17. Il résulte de tout ce qui précède, sans qu’il soit besoin de statuer sur les autres moyens dirigés contre la décision portant interdiction de retour sur le territoire français, que M. B… est seulement fondé à demander l’annulation de cette décision.
Sur les conclusions aux fins d’injonction :
18. Le présent jugement, qui n’annule que la seule interdiction de retour sur le territoire français contenue dans l’arrêté du 4 avril 2025, n’implique aucune des mesures d’injonction sollicitées par l’intéressé. Dès lors, il y a lieu de rejeter les conclusions à fin d’injonction sous astreinte présentées par M. B….

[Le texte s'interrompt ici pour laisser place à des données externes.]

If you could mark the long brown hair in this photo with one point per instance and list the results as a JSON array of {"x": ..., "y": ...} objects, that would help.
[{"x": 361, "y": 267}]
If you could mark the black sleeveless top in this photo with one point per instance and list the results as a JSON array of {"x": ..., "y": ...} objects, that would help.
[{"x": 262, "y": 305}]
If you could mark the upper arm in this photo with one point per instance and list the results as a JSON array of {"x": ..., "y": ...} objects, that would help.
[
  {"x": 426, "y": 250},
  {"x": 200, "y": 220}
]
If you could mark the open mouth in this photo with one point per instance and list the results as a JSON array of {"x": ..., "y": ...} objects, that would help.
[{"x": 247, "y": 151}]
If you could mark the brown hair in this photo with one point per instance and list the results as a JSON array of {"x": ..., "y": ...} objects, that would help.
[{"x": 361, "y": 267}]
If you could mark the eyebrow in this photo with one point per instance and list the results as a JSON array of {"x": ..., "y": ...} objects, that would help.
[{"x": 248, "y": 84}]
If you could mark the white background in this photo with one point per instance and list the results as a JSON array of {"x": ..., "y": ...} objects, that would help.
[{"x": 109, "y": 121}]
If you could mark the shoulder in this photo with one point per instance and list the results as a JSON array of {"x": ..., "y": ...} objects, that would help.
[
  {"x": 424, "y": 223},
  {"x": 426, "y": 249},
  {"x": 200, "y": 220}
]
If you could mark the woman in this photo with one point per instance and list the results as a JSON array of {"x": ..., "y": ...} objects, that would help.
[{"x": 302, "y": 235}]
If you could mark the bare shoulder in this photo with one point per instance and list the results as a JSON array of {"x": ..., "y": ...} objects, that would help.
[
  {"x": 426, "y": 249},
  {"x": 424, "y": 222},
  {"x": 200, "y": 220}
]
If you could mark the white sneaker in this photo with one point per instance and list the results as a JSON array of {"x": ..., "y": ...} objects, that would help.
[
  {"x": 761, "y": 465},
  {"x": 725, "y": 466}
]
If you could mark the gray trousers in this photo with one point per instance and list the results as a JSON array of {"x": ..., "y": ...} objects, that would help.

Sur les frais de l’instance :
19. Il n’y a pas lieu, dans les circonstances de l’espèce, de faire droit aux conclusions de M. B… présentées au titre de l’article L. 761-1 du code de justice administrative.
D E C I D E :
Article 1er : La décision portant interdiction de retour pour une durée de deux ans contenue dans l’arrêté du 4 avril 2025 du préfet du Val-d’Oise est annulée.
Article 2 : Le surplus des conclusions de la requête de M. B… est rejeté.
Article 3 : Le présent jugement sera notifié à M. A… B… et au préfet du Val-d’Oise.
Délibéré après l’audience du 3 mars 2026, à laquelle siégeaient :
M. Huon, président ;
M. Viain, premier conseiller ;
Mme Hérault, conseillère.
Rendu public par mise à disposition au greffe le 17 mars 2026.
Le rapporteur,
signé
T. VIAIN
Le président,
signé
C. HUON
La greffière,
signé
TAINSA
La République mande et ordonne au préfet du Val-d’Oise, en ce qui le concerne, ou à tous commissaires de justice à ce requis en ce qui concerne les voies de droit commun contre les parties privées, de pourvoir à l’exécution du présent jugement.